Pro #3 An all year round basecamp
It can be misleading to think of a ski chalet as just that, a crash pad after a day of hitting the slopes. To do so tends to do the resorts themselves a disservice. A lot of them are just as enticing out of season as in season. More manageable climates, lush green valleys and a lower tourist headcount are but some of the advantages of having access to a chalet in the summer months.
That’s not to say there won’t be anything to do other than hiking, though. Activities as varied as golf, horseriding, paragliding, rock climbing and watersports become available once the summer months roll in. It can give you a whole new appreciation of your favourite resort, and might make your chalet a go-to holiday destination all year round.
In the interest of fairness, let’s consider some of the disadvantages of outright buying a chalet.

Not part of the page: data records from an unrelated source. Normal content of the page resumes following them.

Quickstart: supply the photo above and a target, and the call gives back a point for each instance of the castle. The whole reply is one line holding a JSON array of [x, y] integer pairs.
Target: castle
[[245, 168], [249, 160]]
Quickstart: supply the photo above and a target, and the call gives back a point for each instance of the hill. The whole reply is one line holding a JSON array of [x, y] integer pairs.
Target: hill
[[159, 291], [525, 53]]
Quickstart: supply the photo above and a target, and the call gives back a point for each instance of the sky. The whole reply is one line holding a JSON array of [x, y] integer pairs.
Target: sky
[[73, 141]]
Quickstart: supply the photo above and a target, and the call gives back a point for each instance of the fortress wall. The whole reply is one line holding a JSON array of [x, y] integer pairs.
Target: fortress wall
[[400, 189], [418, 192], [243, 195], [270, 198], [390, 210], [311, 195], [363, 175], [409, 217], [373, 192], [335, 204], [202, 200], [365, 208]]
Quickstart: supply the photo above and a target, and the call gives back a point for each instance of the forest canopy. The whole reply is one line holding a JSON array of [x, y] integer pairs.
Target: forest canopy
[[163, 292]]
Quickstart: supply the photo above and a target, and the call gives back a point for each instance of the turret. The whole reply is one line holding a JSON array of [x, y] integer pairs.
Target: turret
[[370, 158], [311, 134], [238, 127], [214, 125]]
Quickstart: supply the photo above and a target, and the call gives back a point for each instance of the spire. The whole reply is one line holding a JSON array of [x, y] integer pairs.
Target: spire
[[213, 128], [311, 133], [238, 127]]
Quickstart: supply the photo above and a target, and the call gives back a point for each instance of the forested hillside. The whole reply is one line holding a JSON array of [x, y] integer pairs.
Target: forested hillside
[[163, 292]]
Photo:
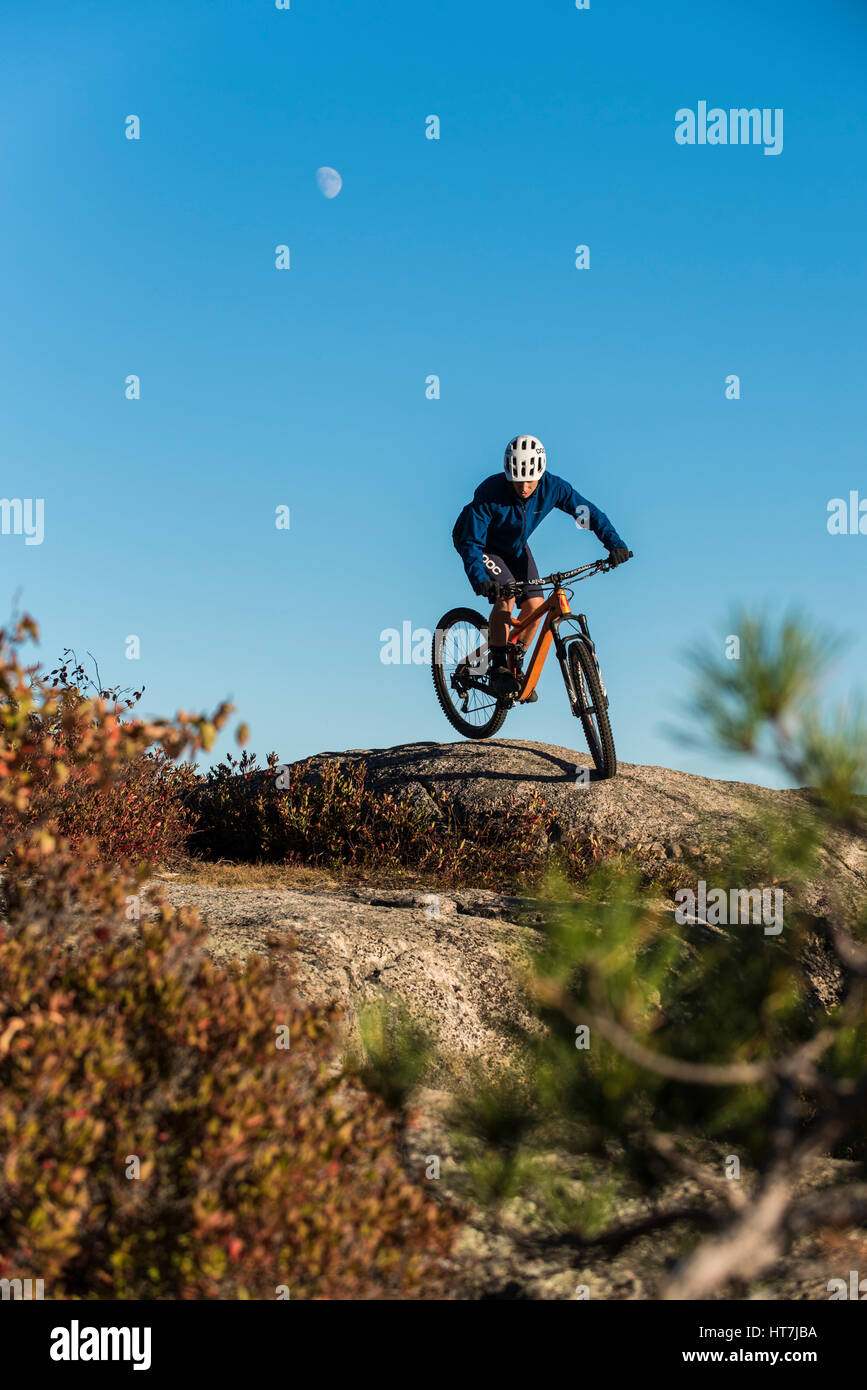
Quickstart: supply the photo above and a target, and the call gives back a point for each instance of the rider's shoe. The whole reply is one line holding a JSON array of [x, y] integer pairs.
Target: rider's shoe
[[499, 677]]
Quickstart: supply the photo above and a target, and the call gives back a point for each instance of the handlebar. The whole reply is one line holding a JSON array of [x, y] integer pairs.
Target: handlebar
[[509, 591]]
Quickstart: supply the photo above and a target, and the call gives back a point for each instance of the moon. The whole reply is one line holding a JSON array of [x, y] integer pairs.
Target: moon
[[328, 181]]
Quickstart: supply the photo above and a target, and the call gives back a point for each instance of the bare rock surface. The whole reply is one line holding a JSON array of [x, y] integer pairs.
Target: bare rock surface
[[673, 812], [448, 957]]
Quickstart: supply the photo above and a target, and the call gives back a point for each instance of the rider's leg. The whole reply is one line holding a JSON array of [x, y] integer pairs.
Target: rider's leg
[[527, 608], [498, 628]]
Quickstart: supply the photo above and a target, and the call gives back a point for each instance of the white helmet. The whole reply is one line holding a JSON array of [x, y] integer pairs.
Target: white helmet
[[524, 459]]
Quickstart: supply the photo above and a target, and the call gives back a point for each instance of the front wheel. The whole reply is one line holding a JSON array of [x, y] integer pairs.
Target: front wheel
[[593, 712], [460, 665]]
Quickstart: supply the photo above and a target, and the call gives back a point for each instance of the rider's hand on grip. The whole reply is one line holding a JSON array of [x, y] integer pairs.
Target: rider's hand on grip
[[618, 556]]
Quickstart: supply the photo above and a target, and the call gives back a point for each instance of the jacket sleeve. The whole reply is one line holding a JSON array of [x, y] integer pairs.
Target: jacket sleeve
[[587, 514], [470, 537]]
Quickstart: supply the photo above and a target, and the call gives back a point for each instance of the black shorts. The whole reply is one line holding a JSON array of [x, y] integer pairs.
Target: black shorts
[[507, 569]]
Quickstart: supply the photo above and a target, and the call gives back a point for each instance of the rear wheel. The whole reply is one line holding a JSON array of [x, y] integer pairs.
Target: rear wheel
[[457, 656], [593, 709]]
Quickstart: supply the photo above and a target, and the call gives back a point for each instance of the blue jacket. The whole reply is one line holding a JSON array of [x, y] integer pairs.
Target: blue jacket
[[498, 520]]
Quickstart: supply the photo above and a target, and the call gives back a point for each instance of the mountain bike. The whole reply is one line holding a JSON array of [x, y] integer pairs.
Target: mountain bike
[[460, 665]]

Con #1 Local property ownership laws
Property ownership laws vary greatly from country to country – the fees you pay for the chalet itself might not be the only fees that you will be expected to pay.
The French government, for example, heavily taxes wealthy residents seeking second homes in the Alps. These laws obviously don’t apply to buyers who aren’t existing French residents, but that’s not to say you won’t receive aggressive letters assuming that you are until you tell the government otherwise.
Go prepared for anything!
Con #2 Maintenance costs
Depending on the agreements you make when you choose to invest in a property, you may be responsible for maintenance costs yourself, or, if you are renting, you may be able to report problems to a landlord instead.

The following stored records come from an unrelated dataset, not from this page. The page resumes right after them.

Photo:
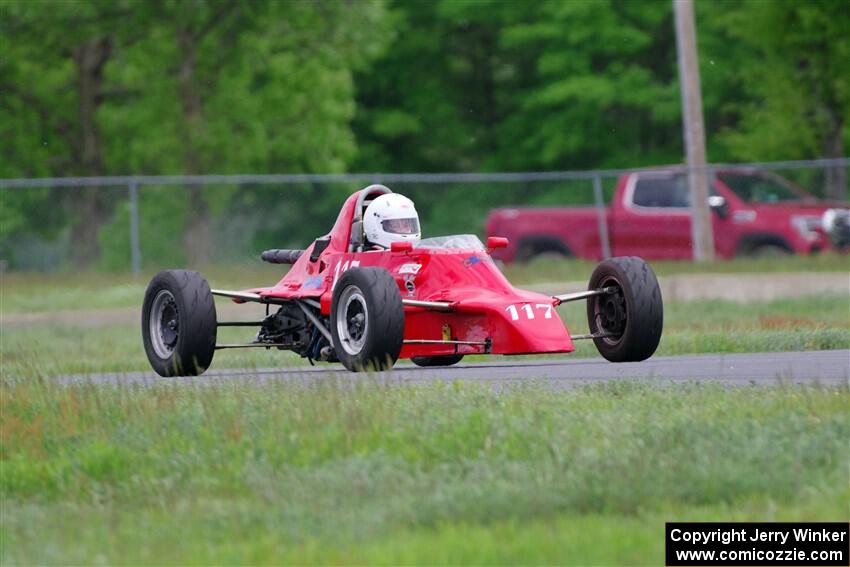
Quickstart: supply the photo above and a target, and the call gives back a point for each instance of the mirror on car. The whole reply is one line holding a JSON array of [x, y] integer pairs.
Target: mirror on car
[[403, 246], [494, 242], [718, 204]]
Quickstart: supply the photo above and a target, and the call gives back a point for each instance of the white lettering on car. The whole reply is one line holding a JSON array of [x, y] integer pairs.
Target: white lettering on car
[[514, 310], [341, 268]]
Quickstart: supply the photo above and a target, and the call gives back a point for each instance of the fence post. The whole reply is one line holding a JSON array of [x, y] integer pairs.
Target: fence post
[[601, 217], [135, 247]]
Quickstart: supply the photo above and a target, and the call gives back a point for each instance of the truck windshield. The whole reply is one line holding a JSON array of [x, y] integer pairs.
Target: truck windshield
[[456, 241], [761, 188]]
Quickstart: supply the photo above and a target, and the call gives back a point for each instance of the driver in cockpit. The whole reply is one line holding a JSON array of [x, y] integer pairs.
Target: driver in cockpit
[[391, 218]]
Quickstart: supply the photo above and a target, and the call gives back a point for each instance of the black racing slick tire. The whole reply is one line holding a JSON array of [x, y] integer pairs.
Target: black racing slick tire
[[445, 360], [367, 319], [631, 318], [179, 323]]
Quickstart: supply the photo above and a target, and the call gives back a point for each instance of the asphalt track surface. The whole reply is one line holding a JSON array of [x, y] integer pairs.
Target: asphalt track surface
[[827, 368]]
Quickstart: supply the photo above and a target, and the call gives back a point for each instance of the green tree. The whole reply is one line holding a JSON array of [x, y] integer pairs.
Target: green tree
[[785, 79], [52, 77]]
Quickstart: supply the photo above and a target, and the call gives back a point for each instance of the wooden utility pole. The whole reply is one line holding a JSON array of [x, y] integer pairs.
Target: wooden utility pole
[[702, 235]]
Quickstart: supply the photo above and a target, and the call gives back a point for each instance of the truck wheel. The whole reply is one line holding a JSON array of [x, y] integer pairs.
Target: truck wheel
[[446, 360], [179, 323], [367, 319], [632, 317], [769, 251]]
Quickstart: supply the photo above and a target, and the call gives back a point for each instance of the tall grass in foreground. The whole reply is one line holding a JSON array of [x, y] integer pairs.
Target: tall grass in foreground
[[359, 470]]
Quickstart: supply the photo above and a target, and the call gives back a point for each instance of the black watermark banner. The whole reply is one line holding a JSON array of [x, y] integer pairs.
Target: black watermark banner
[[754, 543]]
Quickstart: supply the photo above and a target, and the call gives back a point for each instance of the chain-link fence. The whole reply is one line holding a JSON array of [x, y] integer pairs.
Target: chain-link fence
[[121, 223]]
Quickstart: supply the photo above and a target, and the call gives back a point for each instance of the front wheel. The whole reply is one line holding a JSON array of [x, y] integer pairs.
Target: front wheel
[[179, 323], [367, 319], [629, 320]]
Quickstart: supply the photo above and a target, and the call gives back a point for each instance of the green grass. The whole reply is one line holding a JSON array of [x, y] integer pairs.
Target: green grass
[[38, 293], [363, 471], [549, 270], [809, 323]]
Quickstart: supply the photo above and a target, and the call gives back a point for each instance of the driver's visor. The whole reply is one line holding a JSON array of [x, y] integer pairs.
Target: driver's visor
[[401, 226]]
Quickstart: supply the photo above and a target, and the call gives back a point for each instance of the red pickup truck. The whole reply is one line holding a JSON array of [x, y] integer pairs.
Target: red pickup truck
[[754, 212]]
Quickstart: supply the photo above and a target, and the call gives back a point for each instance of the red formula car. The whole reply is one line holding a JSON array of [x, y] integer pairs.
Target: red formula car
[[432, 301]]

Maintenance itself is one cost, but it can be worth employing a housekeeper to occasionally check up on your chalet when it’s not in use. They can highlight maintenance issues ahead of your arrival, which you can hopefully have addressed before you start your holiday.
Con #3 Inflexibility
Owning your own chalet can make you feel tied to that resort as your sole holiday destination. If you let it, that is.
It can help to choose a resort that has more than a few slopes locally, letting you expand your horizons on subsequent visits. As mentioned earlier, some resorts are just as exciting to visit during the summer as during winter.
The inflexibility issue is only an issue if you let it be. Your property could be a stopping-off point onto another resort or an unexpected summer getaway spot – it doesn’t have to be a winter-only skiing headquarters.